I just discovered this wonderful forum today. I am planning to take my PE exam in Oct 2014 and have just started studying. I had a few questions.


Is 2.5 months time sufficient to study provided I study 3 hours weekdays and about 10 hours on weekends?
Is the exam different in different states?
In the morning breath exam detailed analysis of tested subjects the break up provided in MERM states Basic Engineering Practice- 30% which includes ( Engineering terms and symbols, economic analysis, project management, interpretation of technical drawings, electrical concepts, units and conversions). My question is for project management there is no chapter in MERM- what reference do I use for that?
Fire protection is not a topic mentioned anywhere in the breakup of tested subjects- do I need to study the fire protection chapter in MERM?
If my depth choice is HVAC how much of MD do I study - how do I decide that.

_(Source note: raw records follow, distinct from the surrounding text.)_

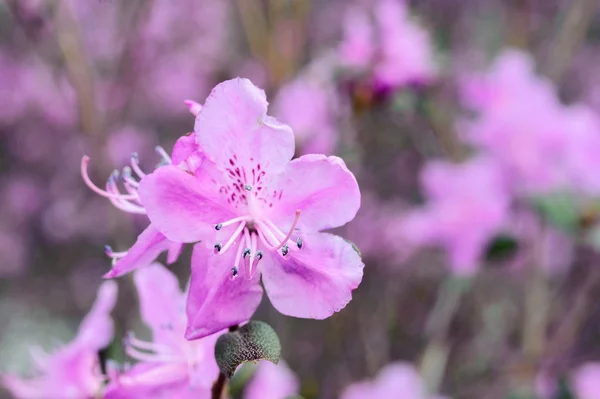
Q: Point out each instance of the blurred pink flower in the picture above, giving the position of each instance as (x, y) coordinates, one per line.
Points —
(150, 243)
(170, 366)
(243, 199)
(542, 145)
(467, 205)
(314, 127)
(398, 49)
(585, 381)
(272, 381)
(73, 371)
(396, 380)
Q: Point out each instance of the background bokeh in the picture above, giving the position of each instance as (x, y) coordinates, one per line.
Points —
(471, 125)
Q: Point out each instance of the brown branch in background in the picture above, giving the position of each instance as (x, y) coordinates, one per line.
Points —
(255, 27)
(567, 332)
(570, 36)
(70, 41)
(519, 22)
(435, 356)
(218, 390)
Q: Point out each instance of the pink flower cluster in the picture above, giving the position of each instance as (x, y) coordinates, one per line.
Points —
(528, 145)
(231, 188)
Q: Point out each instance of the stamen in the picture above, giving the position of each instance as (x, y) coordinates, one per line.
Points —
(233, 221)
(253, 245)
(135, 165)
(232, 239)
(298, 211)
(194, 107)
(163, 154)
(86, 178)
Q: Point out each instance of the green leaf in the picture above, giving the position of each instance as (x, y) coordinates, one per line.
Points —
(252, 342)
(560, 210)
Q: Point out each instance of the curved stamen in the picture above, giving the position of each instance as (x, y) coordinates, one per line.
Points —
(135, 165)
(253, 246)
(194, 107)
(289, 235)
(88, 182)
(163, 154)
(232, 239)
(219, 226)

Sorry for so many questions- hope you guys will help me,=.


----------



## SNAPE/SMOTT PE (Aug 8, 2014)

IMO answers:

1. It might be enough time. This varies from person to person based on a few factors (how long you've been out of school, type of work you currently do, etc.).

2. I think it's the same in all states.

3. I think project management topics are those things you should have picked up from work experience...but maybe some engineering econ questions would be good to review.

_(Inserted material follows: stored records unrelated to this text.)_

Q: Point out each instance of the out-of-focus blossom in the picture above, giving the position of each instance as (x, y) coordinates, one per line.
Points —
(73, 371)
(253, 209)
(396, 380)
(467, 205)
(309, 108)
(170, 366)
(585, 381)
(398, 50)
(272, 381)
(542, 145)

4. I'm not spending time studying it.

5. Someone who has taken the HVAC exam will have to weigh in on this one.

Welcome! Lots of helpful people crawling around here. I'm taking TFS in Oct.


----------



## ndg1978 (Aug 8, 2014)

Thanks a bunch. Good luck with your preparation.


----------



## Lumber Jim (Aug 8, 2014)

ndg1978 said:


> Hi Everyone,
> 
> I just discovered this wonderful forum today. I am planning to take my PE exam in Oct 2014 and have just started studying. I had a few questions.
> 
> ...


Welcome. You will find many individuals here that are very knowledgeable and helpful.

1. is it per week day? if so then I think you have a good shot at it if you are methodical in your approach

2. It should be a standard test across all states (multiple versions of course) except the requirements to sit for the test differ slightly depending on where you are located. California requires an extra portion of the test that deals with seismic requirements.

3. I believe experience based. The ability to combine any and all of the topics within the MERM.

4. I was at least familiar with it when I took the exam.

5. I took Mechanical systems and Materials. I had to be familiar with all topics listed in the test overview.

Good luck!!!


----------



## ndg1978 (Aug 8, 2014)

Thanks Veteran!!


----------



## Mike M PE (Aug 9, 2014)

I took HVAC in April and I didn't study much for MD and I don't think the problems in the morning section were too hard. Maybe I got lucky?


----------



## ndg1978 (Aug 11, 2014)

Thanks Mike


----------